An alternative to business-facing TDD
The value of programmer TDD is well established. It’s natural to extrapolate that practice to business-facing tests, hoping to obtain similar value. We’ve been banging away at that for years, and the results disappoint me. Perhaps it would be better to invest heavily in unprecedented amounts of built-in support for manual exploratory testing.
In 1998, I wrote a paper, “When should a test be automated?“, that sketched some economics behind automation. Crucially, I took the value of a test to be the bugs it found, rather than (as was common at the time) how many times it could be run in the time needed to step through it manually.
My conclusions looked roughly like the following:
Scripted tests, be they automated or manual, are expensive to create (first column). Manual scripts are cheaper, but they still require someone to write steps down carefully, and they likely require polishing before they can truly be followed by someone else. (Note: height of bars not based on actual data.)
In the second column, I assume that a particular set of steps has roughly the same chance of finding a bug whether executed manually or by a computer, and whether the steps were planned or chosen on the fly. (I say “roughly” because computers don’t get bored and miss bugs, but they also don’t notice bugs they weren’t instructed to find.)

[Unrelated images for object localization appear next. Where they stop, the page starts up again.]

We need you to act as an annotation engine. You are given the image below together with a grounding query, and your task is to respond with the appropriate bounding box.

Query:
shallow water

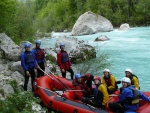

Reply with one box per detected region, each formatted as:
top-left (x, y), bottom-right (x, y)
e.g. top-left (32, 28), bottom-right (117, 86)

top-left (41, 27), bottom-right (150, 91)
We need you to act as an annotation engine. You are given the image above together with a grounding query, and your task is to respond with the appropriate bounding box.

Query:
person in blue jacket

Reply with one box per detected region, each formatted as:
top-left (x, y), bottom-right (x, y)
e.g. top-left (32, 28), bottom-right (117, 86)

top-left (108, 77), bottom-right (150, 113)
top-left (21, 43), bottom-right (37, 92)
top-left (32, 40), bottom-right (45, 77)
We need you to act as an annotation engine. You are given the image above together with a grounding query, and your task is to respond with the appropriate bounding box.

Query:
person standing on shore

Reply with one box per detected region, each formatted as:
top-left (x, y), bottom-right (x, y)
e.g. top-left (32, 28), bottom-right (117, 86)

top-left (21, 43), bottom-right (37, 92)
top-left (57, 43), bottom-right (74, 80)
top-left (32, 40), bottom-right (45, 77)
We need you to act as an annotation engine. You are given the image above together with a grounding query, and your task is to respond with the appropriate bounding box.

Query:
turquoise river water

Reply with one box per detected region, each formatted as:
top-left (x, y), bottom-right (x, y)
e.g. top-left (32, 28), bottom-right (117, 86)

top-left (41, 27), bottom-right (150, 91)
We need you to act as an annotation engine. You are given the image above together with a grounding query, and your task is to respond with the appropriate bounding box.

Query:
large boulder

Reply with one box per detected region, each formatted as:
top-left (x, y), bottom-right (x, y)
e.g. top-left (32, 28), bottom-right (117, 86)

top-left (11, 71), bottom-right (24, 86)
top-left (95, 35), bottom-right (110, 41)
top-left (0, 33), bottom-right (21, 61)
top-left (119, 23), bottom-right (130, 30)
top-left (9, 61), bottom-right (24, 75)
top-left (71, 11), bottom-right (113, 36)
top-left (55, 35), bottom-right (96, 63)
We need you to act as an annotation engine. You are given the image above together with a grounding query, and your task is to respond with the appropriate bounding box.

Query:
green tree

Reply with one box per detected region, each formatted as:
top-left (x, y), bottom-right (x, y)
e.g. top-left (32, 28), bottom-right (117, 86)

top-left (0, 0), bottom-right (17, 33)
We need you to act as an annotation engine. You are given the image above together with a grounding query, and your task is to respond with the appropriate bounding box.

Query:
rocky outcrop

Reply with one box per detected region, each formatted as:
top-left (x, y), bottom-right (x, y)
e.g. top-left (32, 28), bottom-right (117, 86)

top-left (2, 84), bottom-right (14, 97)
top-left (119, 23), bottom-right (130, 30)
top-left (9, 61), bottom-right (24, 75)
top-left (0, 33), bottom-right (21, 61)
top-left (71, 11), bottom-right (113, 36)
top-left (95, 35), bottom-right (110, 41)
top-left (55, 35), bottom-right (96, 63)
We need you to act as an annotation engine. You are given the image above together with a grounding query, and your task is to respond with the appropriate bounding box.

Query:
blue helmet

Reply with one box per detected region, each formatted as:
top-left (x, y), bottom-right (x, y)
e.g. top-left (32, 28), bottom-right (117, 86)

top-left (59, 43), bottom-right (65, 47)
top-left (24, 43), bottom-right (30, 48)
top-left (36, 40), bottom-right (41, 45)
top-left (75, 73), bottom-right (81, 79)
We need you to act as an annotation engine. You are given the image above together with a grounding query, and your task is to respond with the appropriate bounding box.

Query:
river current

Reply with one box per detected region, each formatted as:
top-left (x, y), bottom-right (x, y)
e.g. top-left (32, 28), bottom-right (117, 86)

top-left (41, 27), bottom-right (150, 91)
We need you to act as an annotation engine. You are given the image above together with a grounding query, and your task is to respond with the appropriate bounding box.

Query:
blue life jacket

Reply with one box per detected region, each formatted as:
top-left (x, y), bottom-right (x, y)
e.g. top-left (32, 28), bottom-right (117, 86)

top-left (118, 86), bottom-right (139, 111)
top-left (25, 51), bottom-right (35, 68)
top-left (61, 51), bottom-right (69, 63)
top-left (125, 87), bottom-right (139, 105)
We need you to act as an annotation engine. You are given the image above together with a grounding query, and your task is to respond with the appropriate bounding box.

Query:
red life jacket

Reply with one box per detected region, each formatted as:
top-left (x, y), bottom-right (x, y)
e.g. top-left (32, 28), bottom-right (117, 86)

top-left (104, 77), bottom-right (111, 86)
top-left (35, 48), bottom-right (45, 60)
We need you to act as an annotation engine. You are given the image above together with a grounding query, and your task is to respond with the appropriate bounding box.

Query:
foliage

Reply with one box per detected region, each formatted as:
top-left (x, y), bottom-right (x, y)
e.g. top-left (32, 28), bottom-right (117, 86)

top-left (74, 49), bottom-right (110, 75)
top-left (0, 91), bottom-right (41, 113)
top-left (0, 79), bottom-right (43, 113)
top-left (0, 0), bottom-right (150, 44)
top-left (0, 0), bottom-right (35, 45)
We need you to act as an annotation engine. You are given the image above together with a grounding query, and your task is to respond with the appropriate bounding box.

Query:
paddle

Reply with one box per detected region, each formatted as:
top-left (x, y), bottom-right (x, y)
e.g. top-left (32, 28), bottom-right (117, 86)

top-left (46, 68), bottom-right (71, 89)
top-left (38, 68), bottom-right (68, 90)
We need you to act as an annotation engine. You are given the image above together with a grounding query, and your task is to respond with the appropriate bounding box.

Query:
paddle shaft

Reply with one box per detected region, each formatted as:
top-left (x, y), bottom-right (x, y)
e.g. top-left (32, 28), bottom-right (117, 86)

top-left (46, 68), bottom-right (70, 89)
top-left (38, 68), bottom-right (67, 90)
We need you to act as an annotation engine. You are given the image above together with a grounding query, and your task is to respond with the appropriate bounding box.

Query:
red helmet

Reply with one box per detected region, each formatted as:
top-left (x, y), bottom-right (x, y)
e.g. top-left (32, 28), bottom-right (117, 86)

top-left (84, 73), bottom-right (90, 80)
top-left (94, 76), bottom-right (101, 81)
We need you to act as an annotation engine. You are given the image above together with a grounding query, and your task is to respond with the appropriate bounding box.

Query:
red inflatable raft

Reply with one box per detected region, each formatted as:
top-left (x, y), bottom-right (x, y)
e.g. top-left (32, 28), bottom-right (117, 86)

top-left (34, 75), bottom-right (107, 113)
top-left (106, 90), bottom-right (150, 113)
top-left (34, 75), bottom-right (150, 113)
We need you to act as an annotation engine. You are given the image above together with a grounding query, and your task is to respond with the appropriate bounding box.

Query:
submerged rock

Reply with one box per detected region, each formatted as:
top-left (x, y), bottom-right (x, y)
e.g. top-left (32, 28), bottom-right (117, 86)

top-left (95, 35), bottom-right (110, 41)
top-left (119, 23), bottom-right (130, 30)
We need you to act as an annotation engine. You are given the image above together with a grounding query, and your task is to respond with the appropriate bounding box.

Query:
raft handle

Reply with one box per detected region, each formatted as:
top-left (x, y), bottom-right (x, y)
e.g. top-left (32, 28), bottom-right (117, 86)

top-left (49, 101), bottom-right (52, 106)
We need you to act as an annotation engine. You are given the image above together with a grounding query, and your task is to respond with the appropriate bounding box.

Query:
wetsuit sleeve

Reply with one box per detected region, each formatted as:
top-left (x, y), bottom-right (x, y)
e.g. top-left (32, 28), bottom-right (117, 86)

top-left (21, 53), bottom-right (28, 71)
top-left (132, 76), bottom-right (139, 89)
top-left (108, 75), bottom-right (116, 89)
top-left (57, 52), bottom-right (63, 69)
top-left (139, 91), bottom-right (150, 103)
top-left (98, 85), bottom-right (109, 106)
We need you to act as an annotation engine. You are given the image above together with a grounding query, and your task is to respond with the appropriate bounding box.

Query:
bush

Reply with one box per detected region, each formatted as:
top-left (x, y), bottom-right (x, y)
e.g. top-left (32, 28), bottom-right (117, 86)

top-left (0, 79), bottom-right (44, 113)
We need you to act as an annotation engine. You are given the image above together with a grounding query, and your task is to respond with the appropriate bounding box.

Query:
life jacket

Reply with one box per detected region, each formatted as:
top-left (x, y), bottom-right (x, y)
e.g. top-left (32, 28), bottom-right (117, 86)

top-left (25, 51), bottom-right (35, 68)
top-left (104, 75), bottom-right (111, 86)
top-left (35, 48), bottom-right (45, 60)
top-left (125, 88), bottom-right (139, 105)
top-left (61, 51), bottom-right (69, 63)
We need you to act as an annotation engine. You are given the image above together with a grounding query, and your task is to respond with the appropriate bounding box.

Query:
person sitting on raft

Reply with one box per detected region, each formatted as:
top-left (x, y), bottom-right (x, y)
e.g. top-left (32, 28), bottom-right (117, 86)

top-left (125, 68), bottom-right (140, 90)
top-left (82, 76), bottom-right (109, 109)
top-left (102, 69), bottom-right (118, 94)
top-left (81, 73), bottom-right (94, 96)
top-left (72, 73), bottom-right (87, 100)
top-left (108, 77), bottom-right (150, 113)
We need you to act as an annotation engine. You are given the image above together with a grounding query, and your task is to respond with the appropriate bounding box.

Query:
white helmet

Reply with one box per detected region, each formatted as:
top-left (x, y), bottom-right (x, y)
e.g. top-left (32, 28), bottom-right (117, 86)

top-left (122, 77), bottom-right (131, 84)
top-left (125, 68), bottom-right (132, 74)
top-left (103, 68), bottom-right (110, 73)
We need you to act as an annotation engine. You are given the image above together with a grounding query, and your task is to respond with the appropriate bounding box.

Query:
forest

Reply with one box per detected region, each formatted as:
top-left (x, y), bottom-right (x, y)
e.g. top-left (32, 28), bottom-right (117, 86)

top-left (0, 0), bottom-right (149, 44)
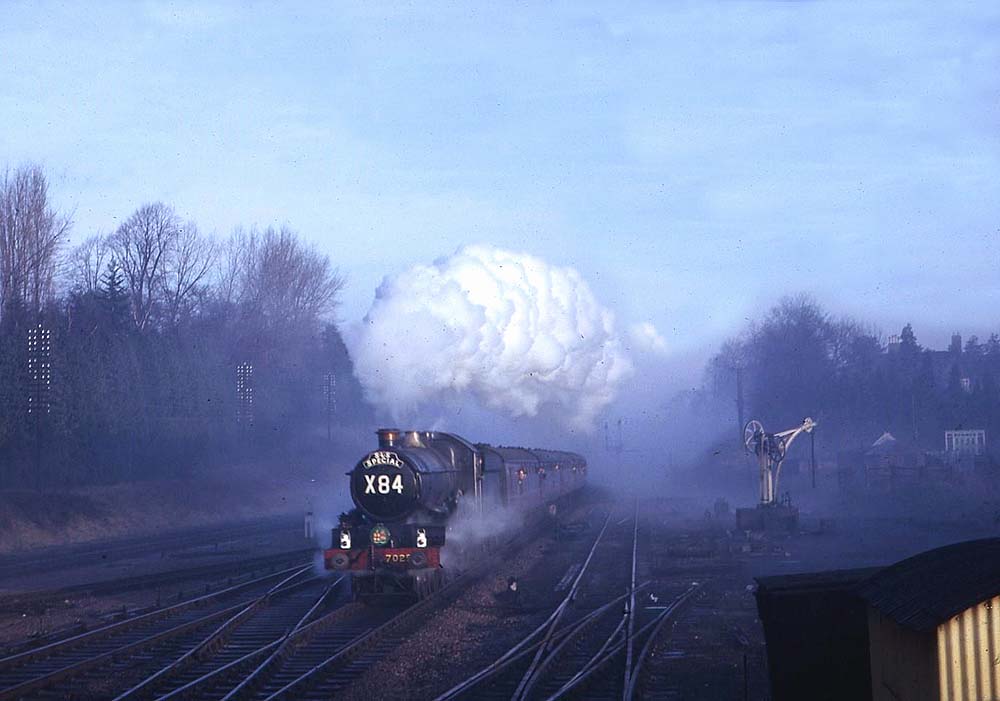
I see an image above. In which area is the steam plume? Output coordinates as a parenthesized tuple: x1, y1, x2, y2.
(350, 245, 632, 430)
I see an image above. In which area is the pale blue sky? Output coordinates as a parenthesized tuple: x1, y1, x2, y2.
(2, 2, 999, 356)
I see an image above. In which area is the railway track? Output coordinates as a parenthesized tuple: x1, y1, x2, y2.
(0, 548, 314, 613)
(191, 504, 584, 701)
(0, 549, 314, 658)
(0, 564, 318, 700)
(242, 539, 540, 700)
(1, 494, 608, 700)
(434, 503, 700, 701)
(113, 572, 352, 700)
(0, 516, 300, 584)
(137, 587, 400, 700)
(0, 506, 558, 699)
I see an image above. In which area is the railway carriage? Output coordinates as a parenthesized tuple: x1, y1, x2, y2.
(325, 428, 586, 600)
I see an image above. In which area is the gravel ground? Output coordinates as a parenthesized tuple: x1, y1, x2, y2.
(0, 591, 143, 650)
(0, 546, 310, 650)
(0, 573, 249, 651)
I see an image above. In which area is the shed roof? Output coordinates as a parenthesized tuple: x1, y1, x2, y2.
(756, 567, 881, 596)
(856, 538, 1000, 632)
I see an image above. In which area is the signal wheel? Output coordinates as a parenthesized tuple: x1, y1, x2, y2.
(743, 420, 764, 453)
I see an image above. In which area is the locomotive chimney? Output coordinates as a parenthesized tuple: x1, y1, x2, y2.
(377, 428, 401, 448)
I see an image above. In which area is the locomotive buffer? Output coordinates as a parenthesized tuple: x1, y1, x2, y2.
(737, 417, 816, 532)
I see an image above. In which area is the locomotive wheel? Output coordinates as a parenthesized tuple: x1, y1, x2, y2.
(413, 569, 444, 599)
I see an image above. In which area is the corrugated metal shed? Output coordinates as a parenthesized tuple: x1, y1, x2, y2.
(857, 538, 1000, 632)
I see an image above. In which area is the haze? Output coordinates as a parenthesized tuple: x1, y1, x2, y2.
(3, 2, 998, 357)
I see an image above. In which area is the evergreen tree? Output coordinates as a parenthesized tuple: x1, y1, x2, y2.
(986, 333, 1000, 357)
(98, 258, 129, 328)
(965, 335, 982, 358)
(900, 323, 920, 355)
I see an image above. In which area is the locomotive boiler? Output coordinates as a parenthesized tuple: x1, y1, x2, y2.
(325, 428, 586, 600)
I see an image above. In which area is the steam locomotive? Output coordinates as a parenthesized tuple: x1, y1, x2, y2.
(324, 428, 587, 599)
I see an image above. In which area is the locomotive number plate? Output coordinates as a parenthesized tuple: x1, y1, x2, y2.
(384, 552, 411, 563)
(364, 473, 404, 495)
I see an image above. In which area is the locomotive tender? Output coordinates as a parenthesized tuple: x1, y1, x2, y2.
(325, 428, 586, 599)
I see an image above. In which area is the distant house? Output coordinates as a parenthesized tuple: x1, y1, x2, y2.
(864, 432, 925, 490)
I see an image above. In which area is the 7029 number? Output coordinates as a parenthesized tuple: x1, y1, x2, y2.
(383, 552, 410, 563)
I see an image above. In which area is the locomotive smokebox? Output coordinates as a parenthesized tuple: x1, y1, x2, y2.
(377, 428, 401, 448)
(351, 450, 421, 521)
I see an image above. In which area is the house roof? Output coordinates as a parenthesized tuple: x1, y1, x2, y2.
(867, 431, 901, 455)
(856, 538, 1000, 632)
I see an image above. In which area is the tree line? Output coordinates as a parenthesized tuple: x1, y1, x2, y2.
(0, 163, 372, 489)
(707, 294, 1000, 455)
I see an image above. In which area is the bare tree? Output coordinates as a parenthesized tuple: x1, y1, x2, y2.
(221, 225, 344, 331)
(215, 225, 250, 307)
(67, 234, 111, 294)
(0, 164, 71, 318)
(110, 202, 180, 330)
(159, 221, 216, 324)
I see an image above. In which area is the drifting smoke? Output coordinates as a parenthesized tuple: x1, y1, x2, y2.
(350, 245, 633, 430)
(628, 321, 668, 355)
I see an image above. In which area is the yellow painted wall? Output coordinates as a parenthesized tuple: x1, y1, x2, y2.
(936, 595, 1000, 701)
(869, 609, 937, 701)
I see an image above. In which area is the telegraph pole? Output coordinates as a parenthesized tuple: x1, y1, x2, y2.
(604, 418, 624, 455)
(735, 365, 745, 445)
(605, 417, 631, 494)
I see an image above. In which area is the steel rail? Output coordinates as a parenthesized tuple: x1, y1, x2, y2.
(153, 640, 280, 701)
(511, 512, 613, 701)
(153, 587, 365, 701)
(111, 567, 317, 701)
(0, 562, 310, 673)
(0, 548, 314, 621)
(218, 577, 343, 701)
(0, 600, 248, 700)
(432, 581, 650, 701)
(623, 498, 639, 700)
(516, 507, 637, 701)
(0, 566, 313, 701)
(257, 511, 569, 701)
(545, 583, 699, 701)
(258, 572, 470, 700)
(624, 583, 701, 700)
(429, 511, 616, 701)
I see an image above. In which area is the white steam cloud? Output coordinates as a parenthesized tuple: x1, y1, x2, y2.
(629, 321, 668, 355)
(350, 245, 633, 430)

Therefore, if the immediate value of a test is all that matters, exploratory manual testing is the right choice. What about long-term value?
Assume that exploratory tests are never intentionally repeated. Both their long-term cost and value are zero. Both kinds of scripted tests have quite substantial maintenance costs (especially in that era, when testing was typically done through an unmodified GUI). So, to pull ahead of exploratory tests in the long term, scripted tests must have substantial bug-finding power. Many people at that time observed that, in fact, most tests either found a bug the first time they were run or never found a bug at all. You were more likely to fix a test because of an intentional GUI change than to fix the code because the test found a bug.
So the answer to “when should a test be automated?” was “not very often”.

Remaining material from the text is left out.